Let $X=\mathbb{R^2}-\{0\}$ and $Y=S^1 \cup\{[0,1]\times\{0\}\}$. Prove or Disprove that $X$ is homeomorphic to $Y$.

Question

Let $X=\mathbb{R^2}-\{0\}$ and $Y=S^1 \cup\{[0,1]\times\{0\}\}$. Prove or Disprove that $X$ is homeomorphic to $Y$.

My thoughts:

Since X is the punctured plane, in terms of retraction, I believe that $S^1$ is a deformation retact of $X$, Similarly, the space $Y$ is the unit circle with an extra "strip" along the $x- axis$ same as the radius. And so $S^1$ is a deformation retract of $Y$ as well.

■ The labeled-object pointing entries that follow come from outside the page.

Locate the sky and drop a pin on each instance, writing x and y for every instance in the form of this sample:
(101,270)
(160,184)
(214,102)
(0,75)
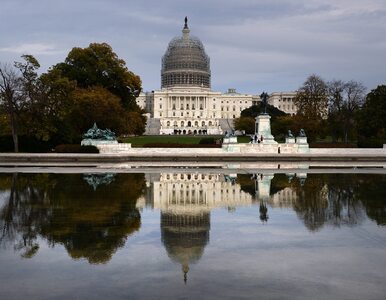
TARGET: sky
(254,45)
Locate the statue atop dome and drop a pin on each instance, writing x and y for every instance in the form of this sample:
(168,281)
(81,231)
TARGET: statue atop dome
(185,63)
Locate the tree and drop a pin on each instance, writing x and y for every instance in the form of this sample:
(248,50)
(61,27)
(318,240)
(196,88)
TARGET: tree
(52,102)
(17,90)
(98,65)
(372,118)
(96,104)
(345,100)
(312,98)
(10,99)
(312,102)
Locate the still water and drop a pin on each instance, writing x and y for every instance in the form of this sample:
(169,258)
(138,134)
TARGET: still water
(192,236)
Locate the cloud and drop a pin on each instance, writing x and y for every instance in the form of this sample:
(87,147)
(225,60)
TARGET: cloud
(33,48)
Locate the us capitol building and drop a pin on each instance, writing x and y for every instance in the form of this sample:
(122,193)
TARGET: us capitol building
(186,104)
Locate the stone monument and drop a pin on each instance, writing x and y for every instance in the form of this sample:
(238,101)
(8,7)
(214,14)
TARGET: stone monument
(301,141)
(104,139)
(263,123)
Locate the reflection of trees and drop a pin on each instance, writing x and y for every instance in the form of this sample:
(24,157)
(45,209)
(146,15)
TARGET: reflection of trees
(332,199)
(371,189)
(311,204)
(65,209)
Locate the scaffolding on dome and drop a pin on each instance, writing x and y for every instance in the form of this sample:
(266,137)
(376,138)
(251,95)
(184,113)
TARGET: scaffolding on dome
(185,63)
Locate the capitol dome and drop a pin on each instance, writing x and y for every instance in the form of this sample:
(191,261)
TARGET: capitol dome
(185,62)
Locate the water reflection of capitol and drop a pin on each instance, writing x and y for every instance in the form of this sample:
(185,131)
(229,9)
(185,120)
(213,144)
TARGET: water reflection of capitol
(185,201)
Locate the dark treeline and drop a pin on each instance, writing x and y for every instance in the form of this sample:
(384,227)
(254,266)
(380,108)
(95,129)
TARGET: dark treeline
(336,110)
(38,112)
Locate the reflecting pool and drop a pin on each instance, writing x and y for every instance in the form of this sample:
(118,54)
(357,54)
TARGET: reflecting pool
(192,235)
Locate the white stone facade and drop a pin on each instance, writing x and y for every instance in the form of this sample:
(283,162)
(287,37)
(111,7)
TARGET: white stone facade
(185,104)
(283,101)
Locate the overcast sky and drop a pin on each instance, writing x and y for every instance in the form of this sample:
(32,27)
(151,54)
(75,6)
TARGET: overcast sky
(254,45)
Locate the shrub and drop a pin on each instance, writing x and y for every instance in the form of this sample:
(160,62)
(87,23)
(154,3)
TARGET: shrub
(176,145)
(75,148)
(370,142)
(207,141)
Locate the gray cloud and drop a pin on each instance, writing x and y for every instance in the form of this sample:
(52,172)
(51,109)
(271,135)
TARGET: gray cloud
(253,45)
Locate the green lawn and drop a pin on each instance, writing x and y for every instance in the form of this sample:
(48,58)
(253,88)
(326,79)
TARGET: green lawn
(138,141)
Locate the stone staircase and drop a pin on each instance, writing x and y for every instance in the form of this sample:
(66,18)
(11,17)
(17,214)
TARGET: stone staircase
(153,126)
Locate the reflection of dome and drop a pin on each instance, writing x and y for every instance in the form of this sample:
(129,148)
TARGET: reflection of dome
(185,62)
(185,237)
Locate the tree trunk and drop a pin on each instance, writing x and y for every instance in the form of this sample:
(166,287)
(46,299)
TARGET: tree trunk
(14,132)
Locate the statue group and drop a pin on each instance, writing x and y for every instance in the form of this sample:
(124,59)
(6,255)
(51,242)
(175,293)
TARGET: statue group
(94,133)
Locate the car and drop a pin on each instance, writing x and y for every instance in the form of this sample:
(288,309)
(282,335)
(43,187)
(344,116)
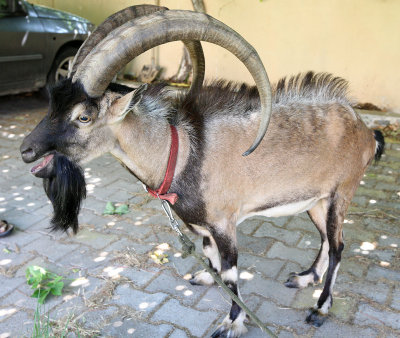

As a result, the fundamental groups of both $X$ and $Y$ are isomorphic to the fundamental group of the unit circle $\pi_1(X,x_0) \approx \mathbb{Z} \approx \pi_1(Y,y_0)$ . Does this isomorphism guarantee a homeomorphism between the spaces $X$ and $Y$? if not, Is there a way to appraoch it without involving fundamental groups?

Answer 1

You can disconnect $Y$ by removing two points but if you remove two points to $X$ it is always connected.

Answer 2

$Y$ is compact, but $X$ isn't.

But $X$ and $Y$ are homotopy equivalent. Both have $S^1$ as a deformation retract.

Answer 3

$HINT:$ Deleting the point $(1,0)$ from $Y$ results it disconnected. Can you find such point in $X$?